Empire of Ashes: A Novel of Alexander the Great

Nicholas Nicastro

A Note on Units of Measure

This book includes a mixture of ancient and modern units of measure. For the sake of convenience, modern units are used when they were more or less similar to their ancient counterparts (e.g., feet, hours, months). Verisimilitude has been served by including a number of antique units that are common in the relevant historical sources. Most prominent here are the stade, a Greek unit of distance approximately equivalent to 600 modern feet (and from which our word stadium is derived), and the parasang, a Persian unit equivalent to the distance a person could walk in an hour. On average the latter equaled 30 Greek stadia or three-and-a-quarter modern miles. An army of the time could cover about six parasangs in a day.

The common monetary unit is the Athenian drachma, which is equivalent in value to six obols. The superordinate units are the mina, worth 100 drachmas, and the talent, equaling 6000 drachmas. The daric is a common non-Greek unit of currency- a gold coin minted by the Persians worth about 26 drachmas.
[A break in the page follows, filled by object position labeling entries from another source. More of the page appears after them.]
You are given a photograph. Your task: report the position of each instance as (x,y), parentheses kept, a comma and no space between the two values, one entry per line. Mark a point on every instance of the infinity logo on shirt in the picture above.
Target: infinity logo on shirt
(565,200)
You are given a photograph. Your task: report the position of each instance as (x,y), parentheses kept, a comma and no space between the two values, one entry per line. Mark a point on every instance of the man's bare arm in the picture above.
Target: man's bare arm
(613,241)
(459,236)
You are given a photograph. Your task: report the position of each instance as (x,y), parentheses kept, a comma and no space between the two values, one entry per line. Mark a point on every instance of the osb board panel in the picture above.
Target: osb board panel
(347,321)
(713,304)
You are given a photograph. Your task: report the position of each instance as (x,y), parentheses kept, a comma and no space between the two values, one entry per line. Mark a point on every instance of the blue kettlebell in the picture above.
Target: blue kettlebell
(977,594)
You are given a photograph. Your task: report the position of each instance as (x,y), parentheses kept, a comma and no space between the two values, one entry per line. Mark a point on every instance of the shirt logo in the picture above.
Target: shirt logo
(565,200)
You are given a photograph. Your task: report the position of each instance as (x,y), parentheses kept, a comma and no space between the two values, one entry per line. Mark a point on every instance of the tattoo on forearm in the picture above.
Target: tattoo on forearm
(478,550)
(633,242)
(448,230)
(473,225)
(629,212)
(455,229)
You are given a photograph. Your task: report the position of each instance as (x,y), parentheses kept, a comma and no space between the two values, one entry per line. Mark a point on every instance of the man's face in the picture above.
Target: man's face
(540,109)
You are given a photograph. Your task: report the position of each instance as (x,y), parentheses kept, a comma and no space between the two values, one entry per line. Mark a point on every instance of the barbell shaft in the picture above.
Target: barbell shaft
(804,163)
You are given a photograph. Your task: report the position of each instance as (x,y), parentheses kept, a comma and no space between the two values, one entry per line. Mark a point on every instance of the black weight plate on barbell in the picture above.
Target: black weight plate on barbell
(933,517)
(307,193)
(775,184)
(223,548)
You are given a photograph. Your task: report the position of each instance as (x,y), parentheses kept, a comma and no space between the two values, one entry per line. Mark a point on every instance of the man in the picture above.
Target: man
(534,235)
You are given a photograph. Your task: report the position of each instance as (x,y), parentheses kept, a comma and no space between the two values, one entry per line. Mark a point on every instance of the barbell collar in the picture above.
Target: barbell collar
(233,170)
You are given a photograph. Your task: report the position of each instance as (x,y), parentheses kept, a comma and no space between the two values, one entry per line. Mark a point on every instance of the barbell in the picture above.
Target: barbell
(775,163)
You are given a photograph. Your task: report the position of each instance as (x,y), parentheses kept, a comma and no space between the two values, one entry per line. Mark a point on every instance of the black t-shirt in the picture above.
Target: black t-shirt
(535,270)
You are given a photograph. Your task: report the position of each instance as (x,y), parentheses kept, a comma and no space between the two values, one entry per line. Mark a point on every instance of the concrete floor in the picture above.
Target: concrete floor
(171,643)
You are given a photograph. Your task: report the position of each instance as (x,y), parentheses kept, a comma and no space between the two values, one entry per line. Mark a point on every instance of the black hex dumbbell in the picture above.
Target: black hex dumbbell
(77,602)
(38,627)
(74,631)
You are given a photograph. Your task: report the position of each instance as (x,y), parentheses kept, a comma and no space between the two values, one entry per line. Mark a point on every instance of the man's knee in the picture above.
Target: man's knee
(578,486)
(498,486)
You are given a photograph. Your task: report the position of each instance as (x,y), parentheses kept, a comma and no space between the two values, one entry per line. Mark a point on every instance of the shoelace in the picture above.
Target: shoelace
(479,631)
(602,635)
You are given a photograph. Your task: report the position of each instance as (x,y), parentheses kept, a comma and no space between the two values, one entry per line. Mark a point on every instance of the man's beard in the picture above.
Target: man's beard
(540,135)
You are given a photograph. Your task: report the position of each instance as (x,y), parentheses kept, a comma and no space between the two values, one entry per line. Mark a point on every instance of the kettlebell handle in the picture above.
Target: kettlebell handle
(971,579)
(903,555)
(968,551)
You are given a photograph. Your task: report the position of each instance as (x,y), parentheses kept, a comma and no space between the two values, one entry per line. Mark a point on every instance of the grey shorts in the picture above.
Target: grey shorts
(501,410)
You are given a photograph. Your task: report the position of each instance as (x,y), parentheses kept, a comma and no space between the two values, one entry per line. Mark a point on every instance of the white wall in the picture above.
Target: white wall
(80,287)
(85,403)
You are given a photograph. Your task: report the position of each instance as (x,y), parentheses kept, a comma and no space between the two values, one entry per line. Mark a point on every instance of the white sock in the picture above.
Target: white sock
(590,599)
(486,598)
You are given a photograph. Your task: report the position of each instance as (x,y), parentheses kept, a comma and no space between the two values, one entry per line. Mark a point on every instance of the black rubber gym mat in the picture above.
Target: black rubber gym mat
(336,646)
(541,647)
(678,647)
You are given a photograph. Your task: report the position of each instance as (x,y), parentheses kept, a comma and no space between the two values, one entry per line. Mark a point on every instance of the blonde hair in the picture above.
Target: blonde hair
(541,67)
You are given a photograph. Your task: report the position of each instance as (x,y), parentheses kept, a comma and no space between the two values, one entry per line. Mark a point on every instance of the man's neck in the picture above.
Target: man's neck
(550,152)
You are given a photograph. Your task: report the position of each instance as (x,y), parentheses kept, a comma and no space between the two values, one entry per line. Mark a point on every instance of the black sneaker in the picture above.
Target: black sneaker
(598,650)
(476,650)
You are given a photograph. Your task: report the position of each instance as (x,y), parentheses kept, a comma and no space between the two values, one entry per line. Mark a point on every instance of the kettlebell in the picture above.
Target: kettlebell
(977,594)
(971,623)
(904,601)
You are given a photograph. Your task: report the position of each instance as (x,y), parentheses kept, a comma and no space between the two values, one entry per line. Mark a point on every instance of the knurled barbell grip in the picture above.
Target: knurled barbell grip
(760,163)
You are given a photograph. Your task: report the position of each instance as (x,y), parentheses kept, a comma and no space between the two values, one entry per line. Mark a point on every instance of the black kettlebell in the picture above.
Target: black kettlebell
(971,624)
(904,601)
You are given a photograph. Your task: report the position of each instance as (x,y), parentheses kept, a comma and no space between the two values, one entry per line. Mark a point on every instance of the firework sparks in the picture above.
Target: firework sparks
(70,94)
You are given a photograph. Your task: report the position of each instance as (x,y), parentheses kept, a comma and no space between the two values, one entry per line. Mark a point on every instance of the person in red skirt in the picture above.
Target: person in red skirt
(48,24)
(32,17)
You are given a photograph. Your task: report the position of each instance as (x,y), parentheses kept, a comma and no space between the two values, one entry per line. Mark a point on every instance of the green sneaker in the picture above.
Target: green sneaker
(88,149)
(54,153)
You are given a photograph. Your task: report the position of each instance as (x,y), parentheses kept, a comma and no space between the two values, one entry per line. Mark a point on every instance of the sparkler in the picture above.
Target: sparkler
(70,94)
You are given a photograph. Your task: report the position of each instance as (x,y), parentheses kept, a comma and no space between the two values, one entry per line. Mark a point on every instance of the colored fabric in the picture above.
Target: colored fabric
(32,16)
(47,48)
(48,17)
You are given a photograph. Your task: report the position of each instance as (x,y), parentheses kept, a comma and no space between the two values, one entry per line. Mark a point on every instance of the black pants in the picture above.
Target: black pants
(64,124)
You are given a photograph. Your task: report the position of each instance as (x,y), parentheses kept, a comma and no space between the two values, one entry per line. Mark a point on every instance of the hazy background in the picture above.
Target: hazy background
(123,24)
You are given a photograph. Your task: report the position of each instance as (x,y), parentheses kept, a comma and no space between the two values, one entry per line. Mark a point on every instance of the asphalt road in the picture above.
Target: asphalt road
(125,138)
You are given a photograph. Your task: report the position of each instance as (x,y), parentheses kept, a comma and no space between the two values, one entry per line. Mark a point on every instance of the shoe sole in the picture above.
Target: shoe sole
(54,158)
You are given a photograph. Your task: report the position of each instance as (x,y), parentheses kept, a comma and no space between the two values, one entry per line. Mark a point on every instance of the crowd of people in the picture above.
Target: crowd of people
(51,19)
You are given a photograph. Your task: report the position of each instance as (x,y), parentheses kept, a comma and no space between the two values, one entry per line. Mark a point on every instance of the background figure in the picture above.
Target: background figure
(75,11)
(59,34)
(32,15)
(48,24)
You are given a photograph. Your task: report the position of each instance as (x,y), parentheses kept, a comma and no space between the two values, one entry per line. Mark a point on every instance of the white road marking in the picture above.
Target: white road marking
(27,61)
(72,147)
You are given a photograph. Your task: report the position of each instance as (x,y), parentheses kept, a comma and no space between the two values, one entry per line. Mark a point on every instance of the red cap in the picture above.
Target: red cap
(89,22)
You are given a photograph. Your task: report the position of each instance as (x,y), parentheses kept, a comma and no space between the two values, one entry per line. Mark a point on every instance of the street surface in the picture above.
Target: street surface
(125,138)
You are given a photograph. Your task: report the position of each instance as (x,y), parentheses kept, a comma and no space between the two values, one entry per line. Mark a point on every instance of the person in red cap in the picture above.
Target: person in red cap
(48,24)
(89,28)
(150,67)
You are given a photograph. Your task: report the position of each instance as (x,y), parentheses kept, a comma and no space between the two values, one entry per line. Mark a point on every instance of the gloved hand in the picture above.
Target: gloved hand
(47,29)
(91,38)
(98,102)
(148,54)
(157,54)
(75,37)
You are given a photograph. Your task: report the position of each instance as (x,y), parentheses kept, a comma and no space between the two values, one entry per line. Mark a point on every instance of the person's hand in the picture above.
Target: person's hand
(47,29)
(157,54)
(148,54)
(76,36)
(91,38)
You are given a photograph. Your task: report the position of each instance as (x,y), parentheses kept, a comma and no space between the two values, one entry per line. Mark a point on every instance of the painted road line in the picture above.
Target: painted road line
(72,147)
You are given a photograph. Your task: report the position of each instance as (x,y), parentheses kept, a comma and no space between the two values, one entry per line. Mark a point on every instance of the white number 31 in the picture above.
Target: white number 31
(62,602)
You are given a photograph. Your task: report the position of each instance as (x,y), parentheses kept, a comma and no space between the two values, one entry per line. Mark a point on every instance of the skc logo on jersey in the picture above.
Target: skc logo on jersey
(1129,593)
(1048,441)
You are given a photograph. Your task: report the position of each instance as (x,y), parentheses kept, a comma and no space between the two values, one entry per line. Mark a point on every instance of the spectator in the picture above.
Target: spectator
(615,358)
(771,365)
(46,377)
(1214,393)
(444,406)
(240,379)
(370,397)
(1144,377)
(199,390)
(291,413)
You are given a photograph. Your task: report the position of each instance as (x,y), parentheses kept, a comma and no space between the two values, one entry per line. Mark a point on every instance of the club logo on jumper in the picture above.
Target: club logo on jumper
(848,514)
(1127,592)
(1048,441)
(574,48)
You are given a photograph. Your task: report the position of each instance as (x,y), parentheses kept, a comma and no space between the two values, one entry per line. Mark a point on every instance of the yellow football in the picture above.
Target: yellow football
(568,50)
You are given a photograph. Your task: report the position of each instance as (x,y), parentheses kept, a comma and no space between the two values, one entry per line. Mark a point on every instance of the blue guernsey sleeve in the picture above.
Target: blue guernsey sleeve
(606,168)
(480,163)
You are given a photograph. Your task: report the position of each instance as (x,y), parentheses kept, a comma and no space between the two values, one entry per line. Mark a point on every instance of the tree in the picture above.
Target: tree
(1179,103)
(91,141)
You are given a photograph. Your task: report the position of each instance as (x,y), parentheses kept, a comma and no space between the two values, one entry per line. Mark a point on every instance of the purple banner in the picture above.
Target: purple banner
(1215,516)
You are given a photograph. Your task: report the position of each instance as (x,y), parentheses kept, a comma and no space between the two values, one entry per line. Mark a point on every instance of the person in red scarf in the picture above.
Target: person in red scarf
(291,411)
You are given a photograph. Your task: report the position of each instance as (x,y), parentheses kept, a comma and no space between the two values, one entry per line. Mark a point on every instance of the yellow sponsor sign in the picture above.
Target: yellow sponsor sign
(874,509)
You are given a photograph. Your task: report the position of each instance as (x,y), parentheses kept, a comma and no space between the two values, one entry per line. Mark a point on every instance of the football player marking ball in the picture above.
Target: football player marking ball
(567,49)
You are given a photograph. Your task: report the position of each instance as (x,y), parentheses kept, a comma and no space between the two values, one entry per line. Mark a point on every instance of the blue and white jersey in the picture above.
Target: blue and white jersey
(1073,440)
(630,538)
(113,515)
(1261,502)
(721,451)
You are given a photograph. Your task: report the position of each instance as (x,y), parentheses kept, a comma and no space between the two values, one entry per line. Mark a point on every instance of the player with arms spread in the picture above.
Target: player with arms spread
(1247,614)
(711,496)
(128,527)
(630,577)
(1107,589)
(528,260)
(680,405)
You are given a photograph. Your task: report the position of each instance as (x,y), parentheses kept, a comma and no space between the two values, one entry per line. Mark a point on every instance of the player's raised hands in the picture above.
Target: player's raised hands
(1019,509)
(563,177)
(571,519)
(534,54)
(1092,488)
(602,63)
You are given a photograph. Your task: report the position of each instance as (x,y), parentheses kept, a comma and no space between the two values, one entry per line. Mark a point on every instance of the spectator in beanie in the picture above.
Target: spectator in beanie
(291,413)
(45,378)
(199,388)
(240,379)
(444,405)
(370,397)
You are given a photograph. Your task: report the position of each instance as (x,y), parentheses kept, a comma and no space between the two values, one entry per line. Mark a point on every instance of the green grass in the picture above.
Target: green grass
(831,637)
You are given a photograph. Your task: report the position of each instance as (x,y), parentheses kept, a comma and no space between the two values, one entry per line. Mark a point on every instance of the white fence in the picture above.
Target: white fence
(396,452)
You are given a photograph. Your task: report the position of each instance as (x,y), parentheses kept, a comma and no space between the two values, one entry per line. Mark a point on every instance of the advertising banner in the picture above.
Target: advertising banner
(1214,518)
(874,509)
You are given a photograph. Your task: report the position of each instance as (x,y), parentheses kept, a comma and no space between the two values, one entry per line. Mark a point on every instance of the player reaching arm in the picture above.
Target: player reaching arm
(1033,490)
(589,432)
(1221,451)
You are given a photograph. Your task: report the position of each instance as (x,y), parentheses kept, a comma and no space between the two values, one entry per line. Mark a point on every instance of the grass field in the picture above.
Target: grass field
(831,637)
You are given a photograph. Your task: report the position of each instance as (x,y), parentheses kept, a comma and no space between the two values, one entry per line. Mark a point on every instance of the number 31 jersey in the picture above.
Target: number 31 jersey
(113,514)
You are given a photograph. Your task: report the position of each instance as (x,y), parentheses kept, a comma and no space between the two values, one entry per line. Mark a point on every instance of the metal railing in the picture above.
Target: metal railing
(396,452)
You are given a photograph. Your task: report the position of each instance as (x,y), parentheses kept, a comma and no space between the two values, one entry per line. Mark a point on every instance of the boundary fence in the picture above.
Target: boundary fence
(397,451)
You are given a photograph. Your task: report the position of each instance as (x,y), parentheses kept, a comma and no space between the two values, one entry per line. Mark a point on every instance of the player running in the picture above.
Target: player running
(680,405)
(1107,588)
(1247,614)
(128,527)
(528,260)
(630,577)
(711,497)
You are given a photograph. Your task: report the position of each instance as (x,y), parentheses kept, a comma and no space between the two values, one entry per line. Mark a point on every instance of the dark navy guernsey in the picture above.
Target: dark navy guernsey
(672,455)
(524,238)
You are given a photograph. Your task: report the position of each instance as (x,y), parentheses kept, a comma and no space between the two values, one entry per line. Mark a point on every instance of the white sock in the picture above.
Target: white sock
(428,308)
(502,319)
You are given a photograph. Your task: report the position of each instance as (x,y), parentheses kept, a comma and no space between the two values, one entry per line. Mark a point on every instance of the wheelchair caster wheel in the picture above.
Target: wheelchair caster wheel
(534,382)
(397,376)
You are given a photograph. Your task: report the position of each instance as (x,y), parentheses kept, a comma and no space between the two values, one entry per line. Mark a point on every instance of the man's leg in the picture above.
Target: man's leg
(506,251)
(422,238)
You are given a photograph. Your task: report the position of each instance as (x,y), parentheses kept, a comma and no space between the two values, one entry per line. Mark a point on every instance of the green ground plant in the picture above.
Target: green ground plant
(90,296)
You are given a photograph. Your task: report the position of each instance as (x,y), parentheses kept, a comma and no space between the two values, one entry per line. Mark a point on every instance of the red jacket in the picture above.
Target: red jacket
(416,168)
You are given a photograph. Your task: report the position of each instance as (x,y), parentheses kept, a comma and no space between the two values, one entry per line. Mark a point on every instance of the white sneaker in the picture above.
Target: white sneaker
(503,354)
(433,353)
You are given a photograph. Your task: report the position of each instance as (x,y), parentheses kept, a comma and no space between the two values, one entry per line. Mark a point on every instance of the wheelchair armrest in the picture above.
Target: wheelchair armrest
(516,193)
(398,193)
We know that a decent house in a suburb of Athens in the fourth century BC would set the buyer back 500 to 1000 drachmas (or five to ten minas); a gallon of olive oil, more than three drachmas; a good pair of shoes, about ten drachmas; a healthy slave, 300 to 500. Still, for various reasons, expressing the value of a drachma in today’s currency is not as straightforward as finding modern equivalents for, say, distance. According to an oft-cited rule of thumb, the wage for the average laborer in classical Athens was one or two drachmas a day. A talent, therefore, works out to the equivalent of almost twenty years of work, or in modern terms something like a million dollars. The treasury of 120,000 talents Alexander is said to have plundered at Persepolis (cf. Curtius, 5.6.9) was therefore equivalent to some 720 million man-days of labor. This amounts to “real money” even in US government terms.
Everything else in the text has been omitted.